PARIS (AP) _ Renault SA's chairman said the French automaker, which posted a 36 per cent fall in first-half net profit Thursday, was performing far below its potential.
``I consider 2006 an empty year,'' Carlos Ghosn was quoted as saying in an interview published Friday in the French financial daily, Les Echos.
``Frankly, we are very, very far from Renault's potential,'' he said, adding that the company had been hit by slow demand and a deteriorating product mix.
The news comes as Renault, in alliance with Japan's Nissan Motor Co., is in talks about a possible alliance with the world's largest automaker, General Motors Corp., which has woes of its own.
Renault said net profit in the six months to the end of June was 1.63 billion euros (US$2.06 billion), down from a profit of 2.17 billion euros ($2.74 billion) in the same period the year before.

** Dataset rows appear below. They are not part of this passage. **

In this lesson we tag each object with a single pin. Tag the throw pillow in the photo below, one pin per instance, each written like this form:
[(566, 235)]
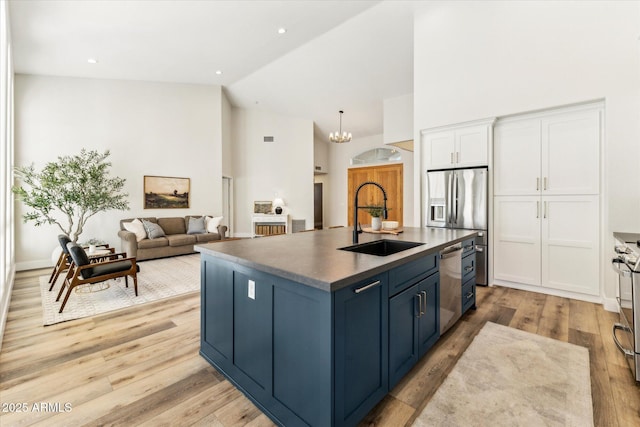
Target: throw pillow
[(196, 226), (136, 227), (211, 224), (153, 230)]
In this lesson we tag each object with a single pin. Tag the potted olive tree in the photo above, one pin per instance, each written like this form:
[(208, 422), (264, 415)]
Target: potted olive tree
[(69, 191)]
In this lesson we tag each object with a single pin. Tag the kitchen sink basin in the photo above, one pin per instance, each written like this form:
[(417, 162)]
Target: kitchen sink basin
[(382, 247)]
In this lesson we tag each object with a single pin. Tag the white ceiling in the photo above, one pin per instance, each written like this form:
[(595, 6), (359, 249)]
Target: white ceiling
[(348, 55)]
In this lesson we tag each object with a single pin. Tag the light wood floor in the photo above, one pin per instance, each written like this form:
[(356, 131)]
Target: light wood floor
[(141, 366)]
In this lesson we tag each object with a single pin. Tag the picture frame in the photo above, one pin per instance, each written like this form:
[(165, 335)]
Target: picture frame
[(166, 192), (262, 206)]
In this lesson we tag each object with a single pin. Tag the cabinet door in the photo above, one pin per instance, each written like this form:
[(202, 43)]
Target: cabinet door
[(361, 348), (439, 149), (517, 239), (429, 320), (404, 311), (570, 244), (516, 154), (472, 146), (252, 327), (571, 153)]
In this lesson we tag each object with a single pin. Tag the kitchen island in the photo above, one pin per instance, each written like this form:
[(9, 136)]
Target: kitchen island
[(315, 335)]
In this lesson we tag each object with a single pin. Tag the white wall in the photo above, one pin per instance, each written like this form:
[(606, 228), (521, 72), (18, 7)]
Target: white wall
[(7, 259), (475, 60), (150, 128), (262, 170), (340, 156)]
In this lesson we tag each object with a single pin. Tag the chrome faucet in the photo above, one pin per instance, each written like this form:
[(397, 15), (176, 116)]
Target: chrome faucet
[(356, 207)]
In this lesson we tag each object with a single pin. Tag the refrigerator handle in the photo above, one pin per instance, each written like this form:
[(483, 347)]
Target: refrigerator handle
[(455, 187), (450, 197)]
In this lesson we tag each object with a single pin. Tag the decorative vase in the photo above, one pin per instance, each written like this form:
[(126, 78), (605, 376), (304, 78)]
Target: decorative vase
[(376, 223)]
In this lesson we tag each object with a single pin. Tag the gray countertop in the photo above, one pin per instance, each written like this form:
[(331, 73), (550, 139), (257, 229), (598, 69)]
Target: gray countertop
[(313, 258)]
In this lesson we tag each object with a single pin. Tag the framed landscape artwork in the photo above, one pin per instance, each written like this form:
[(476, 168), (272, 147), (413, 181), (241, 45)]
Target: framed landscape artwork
[(262, 207), (166, 192)]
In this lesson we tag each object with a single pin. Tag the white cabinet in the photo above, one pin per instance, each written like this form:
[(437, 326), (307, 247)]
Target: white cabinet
[(549, 241), (458, 146), (517, 239), (555, 154), (546, 200), (569, 243)]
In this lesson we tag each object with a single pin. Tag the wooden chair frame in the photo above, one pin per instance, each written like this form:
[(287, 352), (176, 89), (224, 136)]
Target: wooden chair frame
[(74, 276)]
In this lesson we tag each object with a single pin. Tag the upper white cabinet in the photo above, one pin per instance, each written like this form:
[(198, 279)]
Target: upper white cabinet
[(547, 204), (457, 146), (556, 154)]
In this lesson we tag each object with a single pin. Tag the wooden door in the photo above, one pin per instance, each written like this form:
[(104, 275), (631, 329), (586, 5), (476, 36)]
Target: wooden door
[(390, 177)]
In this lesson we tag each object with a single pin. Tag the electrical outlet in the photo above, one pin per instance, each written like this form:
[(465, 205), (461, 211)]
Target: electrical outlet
[(252, 289)]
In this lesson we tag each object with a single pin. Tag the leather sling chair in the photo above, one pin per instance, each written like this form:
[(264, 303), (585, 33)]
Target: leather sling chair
[(64, 260), (83, 271)]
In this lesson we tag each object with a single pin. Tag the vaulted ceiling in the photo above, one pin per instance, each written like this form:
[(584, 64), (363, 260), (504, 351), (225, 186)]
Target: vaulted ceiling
[(334, 55)]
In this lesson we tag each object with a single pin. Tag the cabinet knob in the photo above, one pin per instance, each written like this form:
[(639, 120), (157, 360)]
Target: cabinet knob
[(369, 286)]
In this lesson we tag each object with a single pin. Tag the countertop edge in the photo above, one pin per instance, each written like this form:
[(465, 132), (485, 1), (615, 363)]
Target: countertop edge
[(393, 261)]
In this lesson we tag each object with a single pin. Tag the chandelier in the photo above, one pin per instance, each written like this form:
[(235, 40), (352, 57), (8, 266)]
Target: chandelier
[(340, 136)]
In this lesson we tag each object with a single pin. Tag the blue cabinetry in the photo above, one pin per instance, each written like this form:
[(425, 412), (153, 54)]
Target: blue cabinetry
[(308, 357), (414, 325)]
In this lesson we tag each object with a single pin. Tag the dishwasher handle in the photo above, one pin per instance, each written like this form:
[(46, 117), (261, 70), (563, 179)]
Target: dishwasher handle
[(450, 251)]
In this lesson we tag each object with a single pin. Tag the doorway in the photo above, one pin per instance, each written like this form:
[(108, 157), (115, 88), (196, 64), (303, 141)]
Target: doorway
[(390, 177), (317, 206)]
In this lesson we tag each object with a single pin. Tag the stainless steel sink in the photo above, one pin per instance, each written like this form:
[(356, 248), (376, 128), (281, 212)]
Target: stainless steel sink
[(382, 247)]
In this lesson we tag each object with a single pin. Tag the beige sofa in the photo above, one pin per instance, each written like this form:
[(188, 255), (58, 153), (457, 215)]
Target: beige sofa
[(175, 242)]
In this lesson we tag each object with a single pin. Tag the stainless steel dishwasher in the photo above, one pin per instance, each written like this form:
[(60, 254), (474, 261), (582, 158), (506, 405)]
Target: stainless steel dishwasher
[(450, 286)]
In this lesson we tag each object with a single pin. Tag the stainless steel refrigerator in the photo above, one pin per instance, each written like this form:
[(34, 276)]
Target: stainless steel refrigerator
[(457, 198)]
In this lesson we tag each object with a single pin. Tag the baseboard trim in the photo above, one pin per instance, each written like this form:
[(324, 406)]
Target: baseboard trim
[(6, 300), (610, 304), (598, 299)]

The company's operating margin for the six-month period came in at 2.7 per cent, above analysts' expectations of 2.5 per cent, but well down from 4.4 per cent in the first half of 2005. It also compared to a margin of 2.4 per cent for local rival Peugeot-Citroen SA. Renault kept its full year 2006 margin guidance at 2.5 per cent.
Renault also gave guidance on its profitability through 2008, saying the operating margin is likely to reach three per cent in 2007 and 4.5 per cent in 2008. Ghosn's four-year plan for straightening the car company calls for operating margin to reach six per cent by 2009 and to continue rising beyond that year. The initial focus will be on cost cutting.
Renault holds a 44 per cent stake in Nissan and Ghosn is the head of both companies.
Speaking at a news conference, Ghosn said there is an Oct. 15 deadline for a decision on the GM alliance. He said he would not enter an alliance at all costs, but if a tie-up did occur it would not affect Renault's goals for 2009.
On Wednesday, GM said it lost $3.2 billion in the second quarter, partly because of employee buyouts that are an element of its massive restructuring program. Without those charges, GM posted a profit that bolstered management's claim that the turnaround is working
Renault's first-half operating profit fell to 592 million euros ($748 million) from 943 million ($1.19 billion) a year earlier. The company's automobile division reported an operating profit of 323 million euros ($408 million), or 1.6 per cent of sales, compared to 677 million euros ($855 million) and 3.3 per cent of sales a year before. GM's European division reported a first-half margin of 1.4 per cent.
The company raised its forecast for the impact of raw material prices, saying they will reduce full-year results by 350 million euros ($442 million) in 2006, compared to a previous forecast of 250 million euros ($316 million). It said it was able to offset a 185 million euro ($234 million) rise in raw material costs in the first half by reducing purchasing costs by 188 million euros ($237 million).
Renault's first-half results were better than those of Peugeot-Citroen, which announced on Wednesday it had missed its first-half profit target and said it will not meet its previous target for an improvement in profitability in the latter half of the year.